En palabras de San Bernardo: «De nada servirán los pretextos o los fingimientos. Daremos allí cuenta de toda palabra ociosa»
[530]
. Tendremos allí un juez al que no podremos engañar o corromper. Y ¿por qué? Ciertamente, todos nuestros pensamientos quedarán patentes ante él, que no se dejará corromper ni ante las súplicas ni ante los sobornos. Por consiguiente, declara Salomón: «La ira de Dios no dejará incólume a persona alguna a causa de las súplicas o de ofrendas»
[531]
. Y, por tanto, no existe posible escapatoria al día del Juicio.
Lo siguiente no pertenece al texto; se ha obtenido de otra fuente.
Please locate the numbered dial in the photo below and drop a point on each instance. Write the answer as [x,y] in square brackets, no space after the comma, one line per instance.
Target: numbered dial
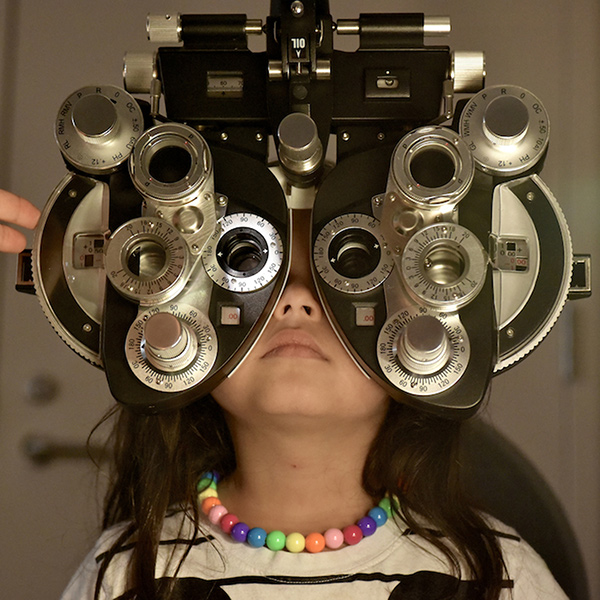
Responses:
[97,127]
[171,348]
[506,128]
[351,255]
[423,352]
[245,254]
[444,266]
[146,260]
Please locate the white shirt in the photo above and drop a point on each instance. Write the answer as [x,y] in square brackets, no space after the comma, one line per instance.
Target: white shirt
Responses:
[391,564]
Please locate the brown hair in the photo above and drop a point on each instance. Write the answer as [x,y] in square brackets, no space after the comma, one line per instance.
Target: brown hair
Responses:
[414,457]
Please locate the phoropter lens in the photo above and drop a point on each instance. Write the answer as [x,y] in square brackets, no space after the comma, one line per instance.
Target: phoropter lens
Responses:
[146,259]
[354,253]
[242,252]
[445,265]
[432,167]
[170,164]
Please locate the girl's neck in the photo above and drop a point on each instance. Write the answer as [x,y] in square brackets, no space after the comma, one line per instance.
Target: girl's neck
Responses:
[301,481]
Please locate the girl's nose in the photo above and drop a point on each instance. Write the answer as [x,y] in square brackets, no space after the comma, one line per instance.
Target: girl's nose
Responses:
[300,297]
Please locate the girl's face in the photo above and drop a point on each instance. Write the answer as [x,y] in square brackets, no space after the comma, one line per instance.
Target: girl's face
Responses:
[298,369]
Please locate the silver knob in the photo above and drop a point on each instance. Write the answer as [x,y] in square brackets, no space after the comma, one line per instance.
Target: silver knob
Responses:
[424,346]
[164,28]
[139,72]
[170,344]
[300,149]
[97,126]
[506,120]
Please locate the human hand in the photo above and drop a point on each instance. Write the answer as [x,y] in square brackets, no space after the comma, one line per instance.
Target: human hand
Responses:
[17,211]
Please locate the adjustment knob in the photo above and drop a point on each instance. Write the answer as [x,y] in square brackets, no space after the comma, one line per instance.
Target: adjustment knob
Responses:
[94,117]
[96,128]
[300,149]
[170,344]
[424,346]
[505,120]
[506,129]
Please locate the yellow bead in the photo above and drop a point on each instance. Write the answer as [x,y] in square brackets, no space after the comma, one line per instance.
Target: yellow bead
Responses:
[295,542]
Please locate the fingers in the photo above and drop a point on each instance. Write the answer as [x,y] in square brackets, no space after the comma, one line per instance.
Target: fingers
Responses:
[18,211]
[11,240]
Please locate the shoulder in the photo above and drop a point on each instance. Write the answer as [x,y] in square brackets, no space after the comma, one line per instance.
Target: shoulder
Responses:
[83,582]
[527,570]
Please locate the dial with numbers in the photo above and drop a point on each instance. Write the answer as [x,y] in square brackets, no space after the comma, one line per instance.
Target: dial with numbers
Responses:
[351,255]
[245,254]
[444,265]
[428,368]
[97,127]
[202,338]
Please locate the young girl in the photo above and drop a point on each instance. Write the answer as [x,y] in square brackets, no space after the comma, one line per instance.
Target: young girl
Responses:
[297,478]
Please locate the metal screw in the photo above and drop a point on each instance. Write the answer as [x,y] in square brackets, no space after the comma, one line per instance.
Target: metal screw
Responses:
[297,8]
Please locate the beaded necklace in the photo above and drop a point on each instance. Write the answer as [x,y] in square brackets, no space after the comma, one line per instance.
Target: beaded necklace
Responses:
[257,537]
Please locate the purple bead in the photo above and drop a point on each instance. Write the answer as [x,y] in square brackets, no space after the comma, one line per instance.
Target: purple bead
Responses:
[368,526]
[239,532]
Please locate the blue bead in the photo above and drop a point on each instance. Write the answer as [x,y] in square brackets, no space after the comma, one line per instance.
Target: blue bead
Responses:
[257,537]
[239,532]
[378,515]
[368,526]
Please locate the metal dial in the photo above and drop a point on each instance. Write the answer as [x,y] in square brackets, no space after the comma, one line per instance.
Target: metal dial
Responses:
[245,254]
[97,127]
[351,255]
[444,265]
[424,374]
[506,128]
[204,339]
[146,260]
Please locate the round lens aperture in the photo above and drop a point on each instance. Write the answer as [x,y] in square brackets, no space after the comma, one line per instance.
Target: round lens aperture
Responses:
[432,167]
[170,164]
[245,254]
[242,252]
[354,253]
[146,258]
[445,265]
[350,254]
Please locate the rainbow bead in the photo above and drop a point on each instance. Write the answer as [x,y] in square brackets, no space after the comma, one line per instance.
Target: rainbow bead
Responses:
[257,537]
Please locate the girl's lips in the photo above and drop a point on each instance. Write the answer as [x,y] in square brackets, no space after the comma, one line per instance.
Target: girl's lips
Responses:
[293,343]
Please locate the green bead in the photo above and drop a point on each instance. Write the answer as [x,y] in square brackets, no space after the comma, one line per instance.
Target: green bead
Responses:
[276,540]
[206,482]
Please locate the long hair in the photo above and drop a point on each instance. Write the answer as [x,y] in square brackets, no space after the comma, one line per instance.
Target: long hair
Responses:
[414,457]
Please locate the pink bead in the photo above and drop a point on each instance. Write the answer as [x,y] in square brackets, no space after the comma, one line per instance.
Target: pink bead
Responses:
[334,538]
[216,513]
[352,534]
[227,522]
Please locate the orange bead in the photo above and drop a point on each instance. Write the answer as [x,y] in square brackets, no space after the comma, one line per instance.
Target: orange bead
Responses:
[208,503]
[315,542]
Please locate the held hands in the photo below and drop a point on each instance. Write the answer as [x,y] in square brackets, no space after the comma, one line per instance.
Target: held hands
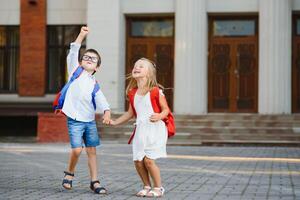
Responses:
[106,117]
[156,117]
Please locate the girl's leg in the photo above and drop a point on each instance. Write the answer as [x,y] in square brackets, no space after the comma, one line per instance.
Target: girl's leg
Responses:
[143,172]
[154,171]
[74,156]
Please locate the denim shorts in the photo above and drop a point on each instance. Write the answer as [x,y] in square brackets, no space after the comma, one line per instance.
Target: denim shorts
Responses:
[83,133]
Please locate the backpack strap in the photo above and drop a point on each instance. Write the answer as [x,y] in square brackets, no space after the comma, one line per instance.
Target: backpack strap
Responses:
[154,96]
[63,92]
[131,95]
[95,90]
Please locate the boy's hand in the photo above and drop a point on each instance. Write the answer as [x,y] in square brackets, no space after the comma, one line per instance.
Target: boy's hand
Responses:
[155,117]
[112,122]
[83,33]
[106,117]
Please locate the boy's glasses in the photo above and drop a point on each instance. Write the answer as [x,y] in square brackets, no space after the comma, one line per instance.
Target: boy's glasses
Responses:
[87,58]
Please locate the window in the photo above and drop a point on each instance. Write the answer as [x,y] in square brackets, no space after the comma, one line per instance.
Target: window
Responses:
[234,27]
[9,58]
[152,28]
[59,38]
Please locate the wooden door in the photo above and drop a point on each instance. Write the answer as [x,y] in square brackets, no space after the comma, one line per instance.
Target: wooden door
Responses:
[296,65]
[233,72]
[160,49]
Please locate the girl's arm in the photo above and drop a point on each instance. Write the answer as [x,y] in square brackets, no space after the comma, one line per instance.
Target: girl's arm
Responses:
[164,109]
[124,118]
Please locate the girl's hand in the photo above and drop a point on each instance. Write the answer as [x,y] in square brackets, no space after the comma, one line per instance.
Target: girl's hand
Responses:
[106,117]
[84,31]
[155,117]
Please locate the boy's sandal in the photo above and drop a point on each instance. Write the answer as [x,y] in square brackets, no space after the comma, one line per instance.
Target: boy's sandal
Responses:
[156,192]
[144,191]
[98,190]
[67,181]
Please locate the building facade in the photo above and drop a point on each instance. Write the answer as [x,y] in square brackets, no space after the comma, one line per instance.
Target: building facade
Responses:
[237,56]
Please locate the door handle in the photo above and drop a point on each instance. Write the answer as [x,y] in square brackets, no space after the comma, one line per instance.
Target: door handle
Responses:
[237,75]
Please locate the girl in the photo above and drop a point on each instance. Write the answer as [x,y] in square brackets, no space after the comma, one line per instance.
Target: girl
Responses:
[150,137]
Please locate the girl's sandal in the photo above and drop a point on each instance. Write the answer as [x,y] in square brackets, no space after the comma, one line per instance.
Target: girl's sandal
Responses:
[67,181]
[144,191]
[156,192]
[97,190]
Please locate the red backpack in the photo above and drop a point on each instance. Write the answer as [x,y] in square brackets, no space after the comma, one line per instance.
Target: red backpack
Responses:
[154,96]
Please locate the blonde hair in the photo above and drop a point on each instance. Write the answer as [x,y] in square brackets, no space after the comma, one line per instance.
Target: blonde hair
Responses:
[151,78]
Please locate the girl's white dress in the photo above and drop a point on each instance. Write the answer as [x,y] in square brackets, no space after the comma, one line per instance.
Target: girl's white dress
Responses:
[150,137]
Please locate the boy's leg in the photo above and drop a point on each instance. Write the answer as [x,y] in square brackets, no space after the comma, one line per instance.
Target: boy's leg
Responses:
[143,172]
[92,162]
[153,170]
[74,156]
[75,153]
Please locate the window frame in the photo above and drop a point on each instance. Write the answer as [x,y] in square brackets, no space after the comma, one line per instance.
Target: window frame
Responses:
[7,48]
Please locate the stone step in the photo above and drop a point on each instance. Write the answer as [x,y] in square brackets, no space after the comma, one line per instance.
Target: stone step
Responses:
[209,130]
[223,129]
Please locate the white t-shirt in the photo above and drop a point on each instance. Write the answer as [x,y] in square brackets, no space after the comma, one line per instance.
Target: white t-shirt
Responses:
[78,101]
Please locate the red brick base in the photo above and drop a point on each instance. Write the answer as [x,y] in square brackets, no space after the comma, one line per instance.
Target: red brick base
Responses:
[52,128]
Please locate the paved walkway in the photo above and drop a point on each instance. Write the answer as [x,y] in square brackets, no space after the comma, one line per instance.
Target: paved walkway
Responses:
[34,171]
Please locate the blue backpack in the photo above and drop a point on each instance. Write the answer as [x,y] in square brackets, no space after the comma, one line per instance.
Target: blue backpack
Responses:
[60,97]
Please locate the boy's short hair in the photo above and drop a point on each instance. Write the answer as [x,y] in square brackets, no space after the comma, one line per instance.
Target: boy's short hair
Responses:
[92,51]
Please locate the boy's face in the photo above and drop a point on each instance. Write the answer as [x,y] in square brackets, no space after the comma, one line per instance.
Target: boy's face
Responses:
[89,62]
[140,69]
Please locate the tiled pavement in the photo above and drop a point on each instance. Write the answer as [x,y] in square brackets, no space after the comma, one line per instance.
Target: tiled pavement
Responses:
[34,171]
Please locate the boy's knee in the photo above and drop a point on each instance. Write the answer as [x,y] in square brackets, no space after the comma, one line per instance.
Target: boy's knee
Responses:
[90,151]
[77,151]
[138,163]
[148,162]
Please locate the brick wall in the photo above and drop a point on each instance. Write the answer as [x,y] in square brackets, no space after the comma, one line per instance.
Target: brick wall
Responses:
[52,128]
[32,48]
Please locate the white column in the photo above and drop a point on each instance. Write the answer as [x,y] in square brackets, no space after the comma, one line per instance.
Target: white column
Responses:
[274,56]
[190,95]
[106,22]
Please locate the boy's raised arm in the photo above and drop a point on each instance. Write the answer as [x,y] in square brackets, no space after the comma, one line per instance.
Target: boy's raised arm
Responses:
[72,58]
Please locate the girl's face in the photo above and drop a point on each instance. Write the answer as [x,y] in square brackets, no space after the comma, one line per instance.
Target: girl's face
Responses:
[89,62]
[141,69]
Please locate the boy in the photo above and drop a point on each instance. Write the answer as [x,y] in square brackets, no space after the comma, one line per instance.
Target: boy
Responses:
[79,106]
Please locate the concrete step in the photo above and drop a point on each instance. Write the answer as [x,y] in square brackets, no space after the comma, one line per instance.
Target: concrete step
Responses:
[223,129]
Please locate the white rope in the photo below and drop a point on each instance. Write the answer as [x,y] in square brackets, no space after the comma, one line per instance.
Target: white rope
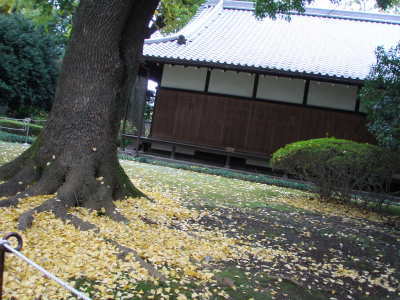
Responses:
[15,129]
[6,245]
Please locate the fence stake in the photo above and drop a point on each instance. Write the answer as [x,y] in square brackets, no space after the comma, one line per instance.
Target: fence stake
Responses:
[3,251]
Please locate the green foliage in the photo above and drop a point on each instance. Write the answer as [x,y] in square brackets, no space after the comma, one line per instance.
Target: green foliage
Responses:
[381,98]
[54,16]
[28,67]
[34,129]
[338,167]
[176,13]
Por ello como San Anselmo comenta: «Los pecadores estarán angustiadísimos en tal ocasión. En el estrado se sentará el iracundo y severo juez, y a sus pies se abrirá el horrendo foso infernal para destruir a los que no reconozcan sus pecados (que se mostrarán públicamente ante Dios y ante toda criatura). Y a su izquierda, para apoyar y arrastrar a las almas pecadoras a las penas del infierno, una legión inimaginable de demonios. Y en el interior de sus corazones las personas tendrán remordimientos de conciencia, y, al mismo tiempo, toda la tierra empezará a arder. ¿Adónde irá entonces el miserable pecador a refugiarse? Ciertamente, no podrá esconderse: deberá adelantarse y presentarse»
[532]

Como ciertamente afirma San Jerónimo: «La tierra le expulsará de su seno, al igual que el mar y el aire, que estará lleno de truenos y relámpagos.»

Ahora, ciertamente, me figuro que para quien tenga bien presente todo eso, el pecado no será para él motivo de satisfacción, sino de gran pesar ante el temor de las penas del infierno. Y así declara Job a Dios: «Permíteme, Señor, que por un instante llore y me lamente antes de emprender el viaje sin retomo a la sombría tierra cubierta por la oscuridad de la muerte, a la tierra de las sombras y la aflicción, donde reina esa oscuridad mortal, donde no existe orden alguno, sino un horrible temor que durará por siempre»
[533]
. Mirad, aquí podéis ver al orgullo atenazado de Job, lamentando y llorando sus faltas, pues verdaderamente un día de lamentación es mejor que todos los tesoros del Universo. Y aunque un hombre se reconcilie con Dios a través de la penitencia en este mundo, y no mediante ofrendas, debe rogar a Dios que le conceda tiempo para llorar y lamentar sus faltas. Pues es cierto que toda la pena que un hombre pudiera experimentar desde que el mundo es mundo se reduce a la nada comparada con la del infierno.